In the 1990s she began organizing “low-key, informal yet remarkably well-informed conferences” on Newfoundland’s Northern Peninsula, at the Plum Point Motel (her summer residence for more than 10 years) and Bird Cove’s school-cum-museum, Dr. Janzen said. Her reputation attracted an international who’s who of historians, archeologists, librarians and cartographers, the rock stars of her field.

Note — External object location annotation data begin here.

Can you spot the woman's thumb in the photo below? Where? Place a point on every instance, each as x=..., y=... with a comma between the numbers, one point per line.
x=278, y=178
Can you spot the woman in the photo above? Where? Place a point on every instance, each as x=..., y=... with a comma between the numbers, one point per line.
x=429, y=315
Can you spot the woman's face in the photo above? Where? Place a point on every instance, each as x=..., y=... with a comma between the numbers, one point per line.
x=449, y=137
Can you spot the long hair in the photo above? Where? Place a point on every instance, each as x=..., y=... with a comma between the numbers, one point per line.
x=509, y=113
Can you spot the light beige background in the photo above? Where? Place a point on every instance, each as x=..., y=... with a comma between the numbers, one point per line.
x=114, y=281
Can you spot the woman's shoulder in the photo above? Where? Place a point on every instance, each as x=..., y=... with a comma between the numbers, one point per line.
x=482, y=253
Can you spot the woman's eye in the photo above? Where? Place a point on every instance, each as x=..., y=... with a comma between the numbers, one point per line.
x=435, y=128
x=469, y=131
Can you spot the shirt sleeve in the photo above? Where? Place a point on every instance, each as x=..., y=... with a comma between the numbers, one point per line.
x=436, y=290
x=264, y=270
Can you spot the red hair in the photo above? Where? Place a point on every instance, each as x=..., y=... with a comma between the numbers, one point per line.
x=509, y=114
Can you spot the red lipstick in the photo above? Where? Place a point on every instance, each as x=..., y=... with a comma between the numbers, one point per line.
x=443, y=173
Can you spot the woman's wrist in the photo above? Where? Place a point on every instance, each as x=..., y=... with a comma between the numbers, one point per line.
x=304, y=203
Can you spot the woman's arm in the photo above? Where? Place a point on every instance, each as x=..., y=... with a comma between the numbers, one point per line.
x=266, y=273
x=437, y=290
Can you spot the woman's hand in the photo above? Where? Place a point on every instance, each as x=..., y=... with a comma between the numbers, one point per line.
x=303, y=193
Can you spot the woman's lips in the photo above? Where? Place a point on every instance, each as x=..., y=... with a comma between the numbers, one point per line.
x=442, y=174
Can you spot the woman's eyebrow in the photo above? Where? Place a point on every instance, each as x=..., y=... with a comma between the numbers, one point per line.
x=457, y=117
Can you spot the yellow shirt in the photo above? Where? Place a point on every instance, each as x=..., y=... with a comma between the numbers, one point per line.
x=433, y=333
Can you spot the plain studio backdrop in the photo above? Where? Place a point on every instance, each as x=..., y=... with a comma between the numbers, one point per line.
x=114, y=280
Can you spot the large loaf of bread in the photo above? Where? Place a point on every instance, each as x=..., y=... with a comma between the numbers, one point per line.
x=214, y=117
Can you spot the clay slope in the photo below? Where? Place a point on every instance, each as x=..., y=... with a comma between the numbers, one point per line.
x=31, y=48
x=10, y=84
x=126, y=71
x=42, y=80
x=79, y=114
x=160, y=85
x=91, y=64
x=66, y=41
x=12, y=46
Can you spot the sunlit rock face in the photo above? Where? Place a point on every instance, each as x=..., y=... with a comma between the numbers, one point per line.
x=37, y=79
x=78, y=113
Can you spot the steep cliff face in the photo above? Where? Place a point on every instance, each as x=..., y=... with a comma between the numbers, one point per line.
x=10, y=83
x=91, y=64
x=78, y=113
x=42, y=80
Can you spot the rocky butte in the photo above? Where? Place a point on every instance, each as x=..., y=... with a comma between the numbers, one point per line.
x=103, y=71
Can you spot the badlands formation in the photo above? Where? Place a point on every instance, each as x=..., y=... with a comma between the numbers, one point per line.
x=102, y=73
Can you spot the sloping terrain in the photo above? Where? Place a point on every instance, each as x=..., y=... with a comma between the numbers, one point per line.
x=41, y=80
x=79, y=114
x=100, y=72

“Selma had a remarkable capacity to convince people to serve her needs. She would cajole, and beg, and sweet-talk,” Dr. Janzen said. And she seemed to know everybody. “She was one of those people who make a point of getting to know people. And she was also a person who cared very deeply for the people of the Northern Peninsula.” At the conferences she always reserved time for local people to talk about life in the 1940s and 1950s. She had respect for them and they had respect for her. They nicknamed her the Biscuit Queen because of her fondness for sweet biscuits.
“She was the grande dame,” Dr. Janzen said. “A tour de force.”
Among her many honours, she was awarded the Gold Medal of the Royal Canadian Geographical Society in 1980 (the first woman to receive this) and named a member of the Order of Canada in 1981, as well as receiving an honorary doctor of letters degree from Memorial University in 1993, the Basque Country’s Lagun Onari in 2014, and the Spanish Geographical Society’s 2018 International Prize, from King Felipe VI of Spain.
“If she did anything she did it well,” said Latonia Hartery, an anthropologist and documentary filmmaker who met Ms. Barkham when Ms. Hartery started fieldwork in Bird Cove and Plum Point in 1999. “She was fearless. If there was no door open she would find a way. She’d do it. And in the 1970s she did it as a woman with four small children in tow. She and her children did everything together.
“She was extremely intelligent. That probably goes without saying. Even in her 80s she remembered not just all her adventures but also the times and dates and names of anyone she had studied. She was always interested in something new. No fact was too small and nothing was too big.”
Ms. Barkham was not just a role model, but a friend, Ms. Hartery said. “I was 19, 20, and her support was endless, she would convince you that you could do anything, which was important for a young person to hear.”
Predeceased by her son Thomas and brother Henry, Ms. Barkham leaves her children Oriana, Michael and Serena; and brother Thomas.